In the early days after my acceptance of Islam I adopted what I thought was a traditional sense of style. Which tradition you ask? Arab, African and Pakistani were among the many. But in the ten years since reverting, I have realized that there is no particular culture dictating proper modes of dress for Muslim women.
Chapter Al Ahzab states “O Prophet! Tell your wives and daughters and believing women that they should cast their outer garments over their persons…” The specific obligations of modest dress are generally interpreted to be the full covering of a woman’s hair and neck with an outer garment covering the rest of the body which is thick, opaque, wide and loose.
In Western Muslims and the Future of Islam, Tariq Ramadan notes that the principles of deen remain the same regardless of cultural influences and that “the concern should not be to dress as the Prophet dressed but to dress according to the principles (of decency, cleanliness, simplicity, aesthetics and modesty) that underlay his choice of clothes.”
With some consideration, just about any clothing style could fulfill the conditions of modest Islamic clothing. So why wear a foreigner’s clothes?
Some reverts may dress this way because they are yearning for the deep attachment and connections born Muslims have to the religion and to each other. By blending in with traditional Muslim ethnic groups, reverts may attempt to achieve a sense of this shared belonging.
Reverts also typically have a keen desire to fulfill the expectations of their new faith group as strictly as possible. Indeed, I was encouraged, even warned, that continuing to wear western clothing indicated a weakness in my deen and that I had to reject any attachment to the faith I was raised in.
Of course there is no Islamic basis for this ‘encouragement’. In fact dressing head to toe in a black niqab in the western world may not actually be modest, considering how much attention women dressed in this manner receive.

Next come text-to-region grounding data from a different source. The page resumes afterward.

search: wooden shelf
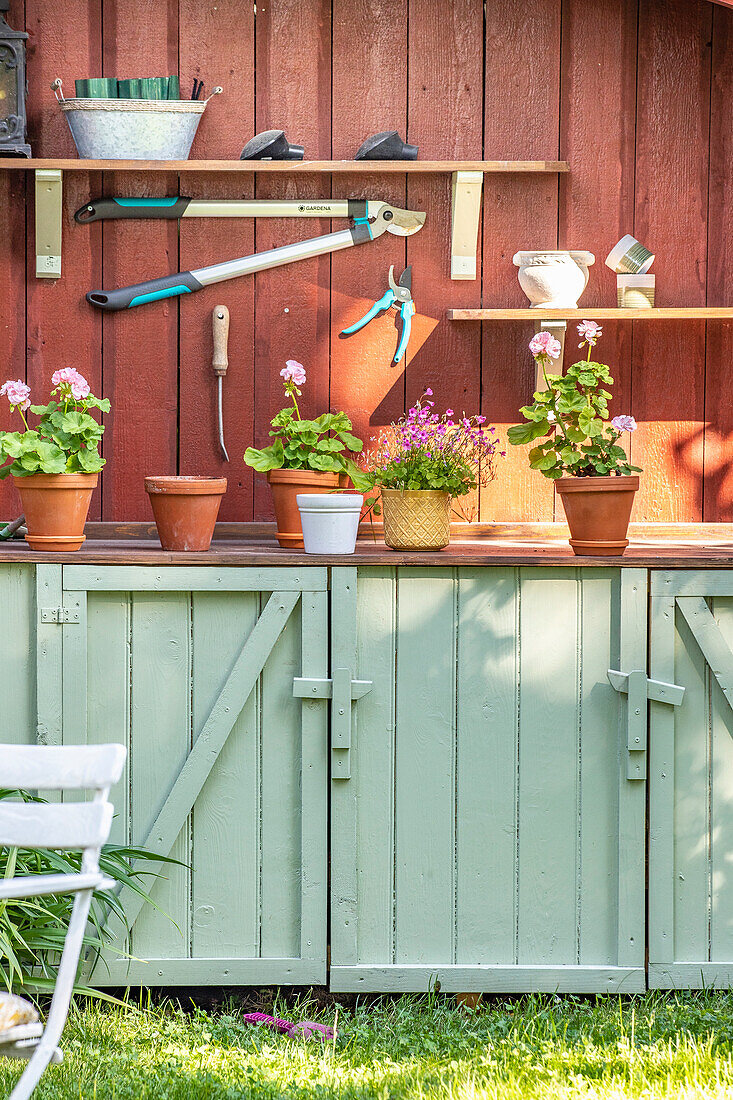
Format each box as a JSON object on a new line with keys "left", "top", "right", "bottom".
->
{"left": 0, "top": 157, "right": 569, "bottom": 173}
{"left": 447, "top": 307, "right": 733, "bottom": 320}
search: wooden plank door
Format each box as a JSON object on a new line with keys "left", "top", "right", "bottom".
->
{"left": 45, "top": 565, "right": 329, "bottom": 986}
{"left": 330, "top": 566, "right": 648, "bottom": 993}
{"left": 650, "top": 570, "right": 733, "bottom": 988}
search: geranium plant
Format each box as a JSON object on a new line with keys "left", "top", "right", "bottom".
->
{"left": 0, "top": 368, "right": 109, "bottom": 479}
{"left": 244, "top": 360, "right": 366, "bottom": 485}
{"left": 363, "top": 390, "right": 502, "bottom": 518}
{"left": 507, "top": 322, "right": 642, "bottom": 478}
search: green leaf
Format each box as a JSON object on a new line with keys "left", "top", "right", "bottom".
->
{"left": 307, "top": 452, "right": 340, "bottom": 472}
{"left": 315, "top": 437, "right": 346, "bottom": 453}
{"left": 507, "top": 419, "right": 551, "bottom": 446}
{"left": 243, "top": 442, "right": 284, "bottom": 472}
{"left": 335, "top": 430, "right": 363, "bottom": 453}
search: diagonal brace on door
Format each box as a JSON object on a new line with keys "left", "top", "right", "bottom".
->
{"left": 100, "top": 589, "right": 299, "bottom": 939}
{"left": 677, "top": 596, "right": 733, "bottom": 714}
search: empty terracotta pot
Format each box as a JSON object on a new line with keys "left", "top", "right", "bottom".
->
{"left": 13, "top": 471, "right": 98, "bottom": 552}
{"left": 555, "top": 474, "right": 639, "bottom": 556}
{"left": 267, "top": 468, "right": 343, "bottom": 549}
{"left": 144, "top": 476, "right": 227, "bottom": 551}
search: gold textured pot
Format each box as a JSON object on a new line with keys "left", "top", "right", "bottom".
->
{"left": 381, "top": 488, "right": 451, "bottom": 551}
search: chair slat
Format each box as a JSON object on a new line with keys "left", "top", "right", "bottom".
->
{"left": 0, "top": 871, "right": 113, "bottom": 899}
{"left": 0, "top": 801, "right": 113, "bottom": 849}
{"left": 0, "top": 744, "right": 126, "bottom": 790}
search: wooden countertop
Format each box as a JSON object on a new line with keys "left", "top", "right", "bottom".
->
{"left": 1, "top": 522, "right": 733, "bottom": 567}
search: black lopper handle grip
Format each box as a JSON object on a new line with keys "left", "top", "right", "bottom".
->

We also have to be careful about the assumptions we make. For all we know, a Muslimah wearing western clothing may be very pious, while another sister may be having a party under her abaya.
In any event, this ‘encouragement’ seems to be born out of a fear of cultural loss. Immigrant parents see their children straddling between the world of ‘back home’ and their new environment and in many Muslim countries, religion and culture are one and the same. But as western immigrants, the blurring of the lines between culture and religion can create unnecessary religion-culture clashes.
While few people convert to Islam for the couture, western born Muslim children may resent going to the mosque if they have to wear “embarrassing” ethnic outfits. By taking the focus away from Islamic principles, we run the risk of pushing away both potential reverts and western born Muslim children. It is more important that our children adopt Islamic values, irrespective of the style of clothes they are wearing.
Eventually I discovered that there are many different ways to fulfill the obligation of modesty, and importantly, that submission to God is independent of fashion. Now that I have embraced my western self much more as of late, to the joy of my husband, I realize that being Muslim does not require me to deny my ‘westernness’. This is not to say that there is anything wrong with wearing the clothing of a particular culture, merely that I no longer believe it is a religious obligation.
Islam and western culture are not incompatible because Islam is a religion for all times, all people and all places. And as we build Muslim communities in the West, a continued opposition to all things western will not foster healthy integrated communities. While cultural attachments may be maintained, it is the principles and values of Islam which must be the priority. In our outreach and our outfits, we only need only to display those values proudly for them to endure.